Regia di Joe D'Amato vedi scheda film
Su un atollo caraibico giungono due sopravvissuti di un disastro aereo: una hostess e un adolescente. L’isola è deserta e presto tra i due scatta la passione. Ma un giorno l’arrivo di un galeotto in fuga mescola le carte in tavola.

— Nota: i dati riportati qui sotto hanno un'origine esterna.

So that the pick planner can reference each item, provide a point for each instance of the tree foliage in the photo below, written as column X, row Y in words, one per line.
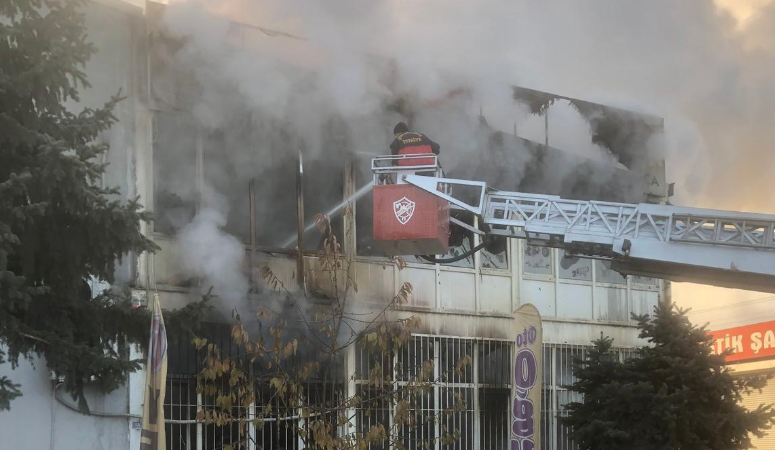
column 290, row 369
column 58, row 224
column 672, row 394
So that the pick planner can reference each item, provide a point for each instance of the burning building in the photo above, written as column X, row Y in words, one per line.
column 210, row 138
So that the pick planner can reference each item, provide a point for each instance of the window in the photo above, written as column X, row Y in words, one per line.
column 537, row 259
column 644, row 281
column 174, row 171
column 484, row 386
column 605, row 274
column 496, row 256
column 195, row 167
column 575, row 268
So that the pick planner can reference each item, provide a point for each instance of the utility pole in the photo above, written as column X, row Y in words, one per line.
column 300, row 223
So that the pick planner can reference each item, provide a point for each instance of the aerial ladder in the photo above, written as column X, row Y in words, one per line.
column 721, row 248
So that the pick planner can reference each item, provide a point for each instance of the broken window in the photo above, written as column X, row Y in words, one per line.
column 537, row 260
column 575, row 268
column 605, row 274
column 174, row 169
column 646, row 281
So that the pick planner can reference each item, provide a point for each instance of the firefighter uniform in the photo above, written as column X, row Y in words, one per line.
column 411, row 143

Ambientazione esotica, brividi erotici (in effetti poca roba), avventura, tensione, un triangolo amoroso, un pizzico di horror: cosa chiedere di più, specie per un prodottino a basso budget come questo Paradiso blu? Joe D’Amato un’idea ce l’ha: dare il ruolo della protagonista ad Anna Bergman, figlia di Ingmar in quegli anni dedita a un cinema pruriginoso al passo coi tempi, e firmare il film a suo nome, tentando di cavalcare il cognome paterno. Il risultato però delude oltre ogni aspettativa, dato che in questa pellicola non succede nulla di memorabile, i dialoghi sono scritti in maniera approssimativa e i personaggi rimangono perennemente stilizzati; sicuramente buona parte dei demeriti va attribuita alla sceneggiatura firmata da Garcia Casto de la Vaga, pseudonimo dietro al quale si cela Luigi Cozzi, anche se lo stesso D’Amato non firma una delle sue regie migliori (basti guardare la sequenza dell’aereo che precipita, verso l’inizio: piuttosto tirata via). Ulteriore elemento di richiamo poteva essere quel ‘blu’ del titolo che riporta al recente successo Laguna blu (Randal Kleiser, 1980), mentre le più che evidenti affinità con Paradise (Stuart Gillard, 1982), essendo uscito successivamente, paiono del tutto casuali. Anna Bergman, comunque non attrice particolarmente notevole in quel momento, è il nome principale del cast; assurdo – ma il cinema regala queste meraviglie – pensare che subito dopo sarà tra gli interpreti di Fanny & Alexander, il testamento artistico di uno dei Maestri della settima arte (vale a dire suo padre, d’accordo). A conti fatti neppure la colonna sonora di Stelvio Cipriani risolleva granché, nel contesto. 2/10.